Peringati Maulid Nabi 1443 Hijriah, Ajang Memperkuat Kepedulian di Tengah Pandemi

  • Bagikan
Wamenag RI, Zainut Tauhid Sa'adi. (Foto: Dok.Kemenag)

SULTRAKINI.COM: Umat Islam baru saja memperingati Maulid Nabi Muhammad SAW, 12 Rabiulawwal 1443 Hijriah tepatnya 19 Oktober 2021. Wakil Menteri Agama RI, Zainut Tauhid Sa’adi mengajak umat Islam menjadikan maulid tahun ini sebagai momentum memperkuat kepedulian dan meneguhkan perdamaian.

“Peringatan Maulid Nabi Muhammad SAW adalah momentum memperkuat kepedulian di tengah pandemi dan meneguhkan perdamaian. Rasulullah dikenal sebagai pribadi yang sangat peduli dan penuh kasih sayang,” ucapnya, Rabu (20/10/2021) dilansir dari Kemenag.

Wamenag menambahkan, kepedulian tercermin dari misi kenabian untuk membebaskan umat dari ketertindasan, baik kemiskinan, kebodohan maupun keterbelakangan. Misi risalah Nabi Muhammad SAW adalah melakukan pembelaan terhadap kaum yang lemah dan tertindas.

“Rasulullah mengajarkan kita berempati merasakan beratnya penderitaan (‘azizun ‘alaihi ma ‘anittum), memberikan rasa aman dan sentosa (harishun `alaikum), dan memberikan rasa belas kasih sayang terhadap sesama umat manusia (raufun rahim),” jelasnya.

Pandemi Covid-19 berdampak luas tidak hanya aspek kesehatan, tapi pendidikan dan ekonomi.

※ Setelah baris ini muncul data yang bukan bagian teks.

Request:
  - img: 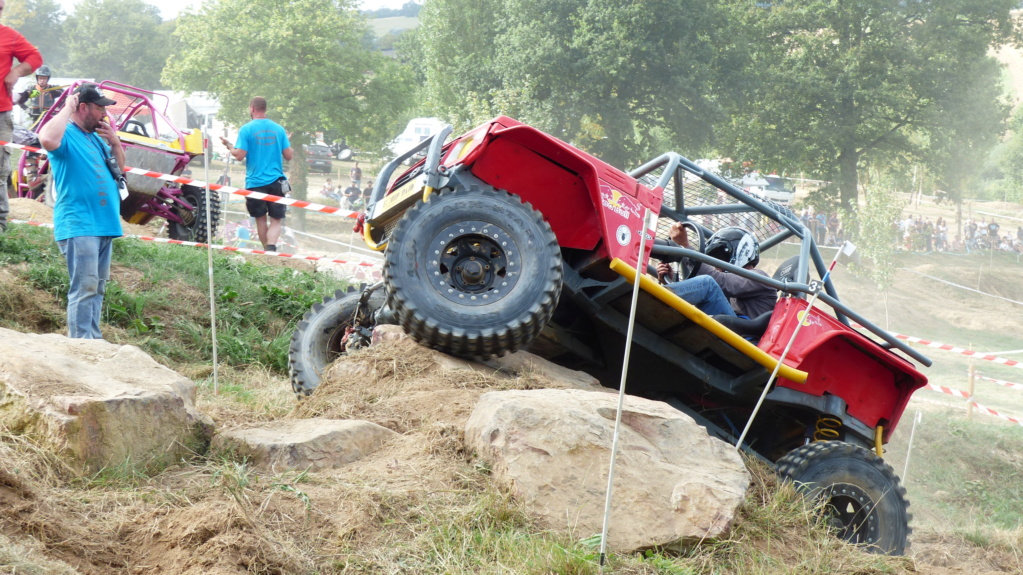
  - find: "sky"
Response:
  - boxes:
[59,0,407,19]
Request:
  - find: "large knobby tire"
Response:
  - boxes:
[167,185,220,244]
[777,441,911,555]
[384,186,562,357]
[287,286,386,397]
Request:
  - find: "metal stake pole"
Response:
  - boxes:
[203,123,220,395]
[902,409,924,486]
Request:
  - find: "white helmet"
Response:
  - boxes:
[704,227,760,267]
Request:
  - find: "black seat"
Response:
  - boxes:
[714,311,774,340]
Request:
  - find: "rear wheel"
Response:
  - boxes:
[777,441,911,555]
[287,286,386,397]
[168,185,220,244]
[384,186,562,357]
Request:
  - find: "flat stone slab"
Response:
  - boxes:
[213,417,398,471]
[0,328,213,472]
[465,389,750,551]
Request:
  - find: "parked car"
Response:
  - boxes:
[742,172,796,206]
[388,118,446,165]
[305,144,333,174]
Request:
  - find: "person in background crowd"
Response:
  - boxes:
[362,180,373,209]
[220,96,295,252]
[39,84,125,340]
[934,216,948,252]
[15,64,63,124]
[0,0,43,233]
[987,218,1000,250]
[350,162,362,187]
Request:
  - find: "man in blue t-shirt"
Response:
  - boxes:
[220,97,294,252]
[39,84,125,340]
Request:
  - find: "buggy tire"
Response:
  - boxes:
[287,285,386,397]
[777,441,911,556]
[384,185,563,358]
[167,185,220,244]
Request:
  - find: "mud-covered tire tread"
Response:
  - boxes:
[287,284,384,398]
[167,185,220,244]
[384,185,563,358]
[775,441,913,555]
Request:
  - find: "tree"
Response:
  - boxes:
[726,0,1017,210]
[402,0,736,166]
[64,0,171,90]
[4,0,69,70]
[845,184,905,328]
[164,0,411,209]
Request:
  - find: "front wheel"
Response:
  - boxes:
[287,286,386,397]
[777,441,911,555]
[384,186,562,357]
[168,185,220,244]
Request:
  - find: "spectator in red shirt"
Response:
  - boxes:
[0,0,43,232]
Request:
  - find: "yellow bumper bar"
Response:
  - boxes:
[611,258,806,384]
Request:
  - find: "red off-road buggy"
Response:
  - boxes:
[12,81,220,242]
[291,117,930,554]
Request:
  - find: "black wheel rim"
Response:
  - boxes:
[426,221,522,306]
[175,191,199,229]
[827,483,878,544]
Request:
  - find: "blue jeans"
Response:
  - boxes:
[665,275,736,315]
[57,235,114,340]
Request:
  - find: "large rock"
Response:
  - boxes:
[364,324,601,392]
[213,417,398,471]
[465,390,750,551]
[0,328,213,471]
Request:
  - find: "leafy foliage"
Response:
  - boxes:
[726,0,1018,209]
[63,0,174,90]
[400,0,736,165]
[164,0,411,156]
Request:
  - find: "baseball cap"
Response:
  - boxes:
[75,84,118,106]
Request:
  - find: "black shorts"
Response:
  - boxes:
[246,180,286,220]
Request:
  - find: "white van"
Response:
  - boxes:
[388,118,446,156]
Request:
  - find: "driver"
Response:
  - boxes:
[657,222,776,318]
[16,64,63,124]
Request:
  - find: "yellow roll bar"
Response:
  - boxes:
[611,258,807,384]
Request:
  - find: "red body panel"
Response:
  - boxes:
[758,298,927,441]
[444,117,662,267]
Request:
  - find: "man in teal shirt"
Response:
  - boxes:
[39,84,125,340]
[220,97,294,252]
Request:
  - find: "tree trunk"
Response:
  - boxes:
[288,145,309,231]
[838,149,859,211]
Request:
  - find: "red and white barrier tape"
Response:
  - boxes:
[11,220,380,267]
[927,384,1023,426]
[852,322,1023,368]
[927,384,970,399]
[892,334,1023,367]
[0,140,359,218]
[976,375,1023,390]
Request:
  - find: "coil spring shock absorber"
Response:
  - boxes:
[813,415,842,441]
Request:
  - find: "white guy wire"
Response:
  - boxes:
[599,208,656,573]
[203,123,220,395]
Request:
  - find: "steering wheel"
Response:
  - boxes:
[678,220,707,279]
[121,120,149,138]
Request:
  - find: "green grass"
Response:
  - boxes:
[889,410,1023,527]
[369,16,419,38]
[0,222,346,373]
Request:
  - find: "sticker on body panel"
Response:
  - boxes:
[601,185,641,220]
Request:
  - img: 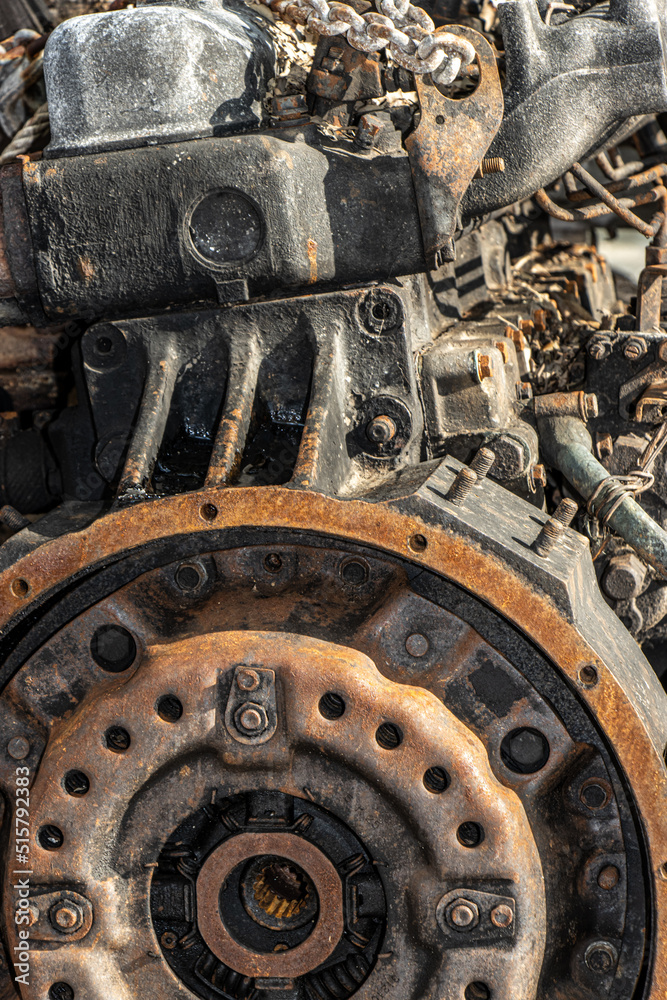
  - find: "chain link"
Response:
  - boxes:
[270,0,475,86]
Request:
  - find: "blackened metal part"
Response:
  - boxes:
[44,0,275,157]
[0,164,45,326]
[23,125,425,319]
[462,0,667,218]
[82,282,429,495]
[0,516,652,996]
[405,25,503,271]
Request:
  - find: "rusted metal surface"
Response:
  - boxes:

Gerak kepedulian sangat penting dan relevan saat ini. Mari saling bantu dan peduli dengan tetap mematuhi protokol kesehatan,” sambungnya.

Misi Nabi Muhammad SAW lainnya adalah mewujudkan persaudaraan, seperti dalam keberhasilan Nabi mempersaudarakan kaum muhajirin dan anshor saat membangun Kota Madinah.

Baca:   Portal Pendaftaran CPNS Belum bisa Diakses, Ini Jawaban BKN

Nabi juga berhasil mewujudkan tata kelola kehidupan harmonis dalam kemajemukan masyarakat Madinah saat itu baik suku, budaya, maupun agama.

Prosesi peringatan Maulid Nabi Muhammad SAW juga menjadi momentum mengembangkan hidup damai, penuh harmoni dan toleransi (tasamuh) antar-umat beragama. Hal tersebut merupakan semangat aktualisasi dari visi ajaran Islam rahmatan li al-‘alamin (agama cinta dan kasih sayang bagi semesta raya).

Semangat maulid tersebut harus diwujudkan melalui sikap dan perilaku keberagamaan yang santun, rukun, toleran, saling menghormati, dan menerima perbedaan keyakinan.

“Di momen maulid ini, saya mengajak semua komponen bangsa untuk menjaga dan merawat NKRI dengan segala keragamannya. Kemerdekaan Indonesia diraih dengan perjuangan dan pengorbanan baik jiwa dan raga seluruh rakyat Indonesia. Ini harus terus dijaga dan dipertahankan oleh seluruh bangsa Indonesia,” tambahnya.